La nebbia trasparente del Secolo Bambino

di Rino Barnart
settembre 2001

E' davvero un fitta nebbia che avvolge ogni cosa. Ma è una nebbia invisibile e questa invisibilità è il primo ostacolo che si para davanti alla coscienza maschile, perché non si tratta di un impedimento al vedere, al contrario, è l'eccesso di trasparenza che rende il tutto in-percepibile. E' la pre-comprensione dell'insieme e dei dettagli, formatasi sull'impronta di quel che da generazioni viene trasmesso con ammirevole perseveranza e sorprendente tenacia, è questa universale pre-conoscenza che tutto obnubila e tutto nasconde. (Cibo premasticato trasferito direttamente nella bocca dell'altro - il nuovo bambino - con un lungo, materno, amoroso bacio? Caso clamoroso di rieducazione di massa applicata su scala bicontinentale? Esempio mai visto di plagio universale?).

C'è troppa luce. Di troppa luminosità e chiarezza sono circondate tutte le cose perché qualcuna di esse possa essere vista.

Cosa faremo?
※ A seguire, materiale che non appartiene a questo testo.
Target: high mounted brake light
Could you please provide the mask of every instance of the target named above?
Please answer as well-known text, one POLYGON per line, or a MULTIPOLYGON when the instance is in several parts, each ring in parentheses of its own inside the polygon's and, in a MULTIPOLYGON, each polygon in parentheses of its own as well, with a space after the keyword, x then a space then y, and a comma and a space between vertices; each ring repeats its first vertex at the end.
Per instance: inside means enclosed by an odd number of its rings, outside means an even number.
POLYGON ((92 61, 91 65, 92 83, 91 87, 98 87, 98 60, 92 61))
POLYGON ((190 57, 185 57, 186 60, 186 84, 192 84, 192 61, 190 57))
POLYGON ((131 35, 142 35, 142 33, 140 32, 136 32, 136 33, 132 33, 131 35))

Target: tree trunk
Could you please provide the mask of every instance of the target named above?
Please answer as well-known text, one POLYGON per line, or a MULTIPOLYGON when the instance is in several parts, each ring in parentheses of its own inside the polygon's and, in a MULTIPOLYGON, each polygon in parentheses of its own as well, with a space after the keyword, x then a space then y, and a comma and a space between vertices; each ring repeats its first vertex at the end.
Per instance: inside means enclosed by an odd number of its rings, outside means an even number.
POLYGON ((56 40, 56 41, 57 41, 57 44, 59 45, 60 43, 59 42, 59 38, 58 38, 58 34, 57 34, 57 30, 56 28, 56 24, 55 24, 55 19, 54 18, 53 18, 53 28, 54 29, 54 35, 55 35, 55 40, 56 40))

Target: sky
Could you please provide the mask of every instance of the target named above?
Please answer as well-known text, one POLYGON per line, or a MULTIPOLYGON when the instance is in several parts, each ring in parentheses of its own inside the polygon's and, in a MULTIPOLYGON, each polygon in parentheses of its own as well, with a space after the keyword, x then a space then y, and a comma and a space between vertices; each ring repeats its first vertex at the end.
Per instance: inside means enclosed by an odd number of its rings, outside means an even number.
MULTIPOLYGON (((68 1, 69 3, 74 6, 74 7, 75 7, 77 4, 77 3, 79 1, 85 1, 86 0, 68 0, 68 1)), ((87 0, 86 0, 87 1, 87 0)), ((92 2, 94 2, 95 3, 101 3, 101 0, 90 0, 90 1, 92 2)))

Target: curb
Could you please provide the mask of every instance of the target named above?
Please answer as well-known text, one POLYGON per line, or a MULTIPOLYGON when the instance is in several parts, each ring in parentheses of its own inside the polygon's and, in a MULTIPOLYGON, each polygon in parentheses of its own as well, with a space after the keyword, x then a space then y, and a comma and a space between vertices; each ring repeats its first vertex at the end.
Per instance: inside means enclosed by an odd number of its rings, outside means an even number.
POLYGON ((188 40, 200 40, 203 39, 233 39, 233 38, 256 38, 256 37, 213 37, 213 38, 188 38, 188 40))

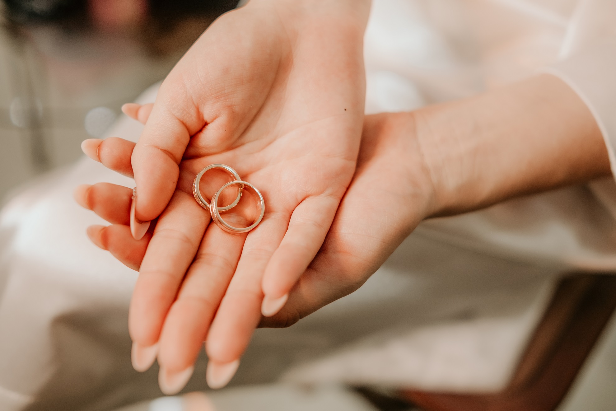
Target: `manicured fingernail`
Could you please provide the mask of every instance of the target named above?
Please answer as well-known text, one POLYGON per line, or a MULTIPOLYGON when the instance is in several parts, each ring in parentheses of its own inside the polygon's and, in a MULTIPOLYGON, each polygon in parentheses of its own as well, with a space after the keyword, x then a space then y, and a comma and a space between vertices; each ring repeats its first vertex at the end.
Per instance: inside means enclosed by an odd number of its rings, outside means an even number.
POLYGON ((177 394, 188 382, 195 367, 191 365, 179 372, 169 372, 161 365, 158 372, 158 386, 163 394, 172 396, 177 394))
POLYGON ((87 210, 92 210, 87 204, 87 192, 91 187, 89 184, 81 184, 78 185, 73 192, 73 198, 77 201, 77 204, 87 210))
POLYGON ((133 343, 132 349, 131 350, 131 362, 132 362, 132 368, 139 372, 147 371, 154 364, 158 354, 158 343, 149 347, 144 347, 137 343, 133 343))
POLYGON ((205 380, 213 389, 222 388, 231 381, 235 375, 237 367, 240 366, 240 360, 231 362, 214 362, 210 360, 208 362, 208 369, 205 372, 205 380))
POLYGON ((263 298, 263 303, 261 304, 261 314, 265 317, 272 317, 272 315, 275 315, 285 306, 288 298, 288 294, 285 294, 278 298, 272 298, 266 295, 263 298))
POLYGON ((135 216, 137 210, 137 187, 132 189, 132 201, 131 203, 131 234, 135 240, 141 240, 150 228, 150 221, 140 221, 135 216))
POLYGON ((136 120, 137 113, 140 108, 140 104, 137 104, 137 103, 126 103, 122 105, 122 112, 131 118, 136 120))
POLYGON ((104 228, 105 226, 90 226, 86 229, 86 234, 94 245, 99 248, 107 250, 107 247, 100 242, 100 231, 104 228))
POLYGON ((184 411, 216 411, 209 397, 200 391, 188 393, 182 396, 184 411))
POLYGON ((95 161, 100 163, 99 158, 99 147, 103 140, 100 139, 88 139, 81 142, 81 151, 95 161))

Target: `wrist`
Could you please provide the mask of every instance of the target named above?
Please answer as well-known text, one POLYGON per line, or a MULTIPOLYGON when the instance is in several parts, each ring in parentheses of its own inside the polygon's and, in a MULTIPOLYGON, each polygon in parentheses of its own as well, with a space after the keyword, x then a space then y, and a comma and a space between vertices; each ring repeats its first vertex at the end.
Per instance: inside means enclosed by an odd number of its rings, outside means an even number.
POLYGON ((432 216, 452 215, 610 173, 590 110, 549 75, 415 112, 434 190, 432 216))
POLYGON ((325 20, 342 27, 353 26, 363 38, 372 0, 250 0, 246 8, 267 7, 297 30, 298 25, 325 20))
Andremo dunque a gridare - come nuovi invasati - che la luce stessa è diventata causa di oscurità?

Uno di quei paradossi tanto cari alla filosofia quanto sterili nei loro effetti. Graditi appunto perché sterili.

Forsennati, urleremo dai tetti una verità ridicola - la nostra - per esserne definitivamente schiacciati?

I fatti, i fatti! Ci appelleremo ai fatti fingendo che siano questi a spiegare la Spiegazione anziché questa a dar ragione di quelli? Non sono forse stati già tutti spiegati? Cos'è rimasto da capire?

Anti-Utopia. Diventeremo allora paladini di un anti-mito, missionari di una anti-causa, la nostra, quella che porta il nome del Male? E' tutto così chiaro.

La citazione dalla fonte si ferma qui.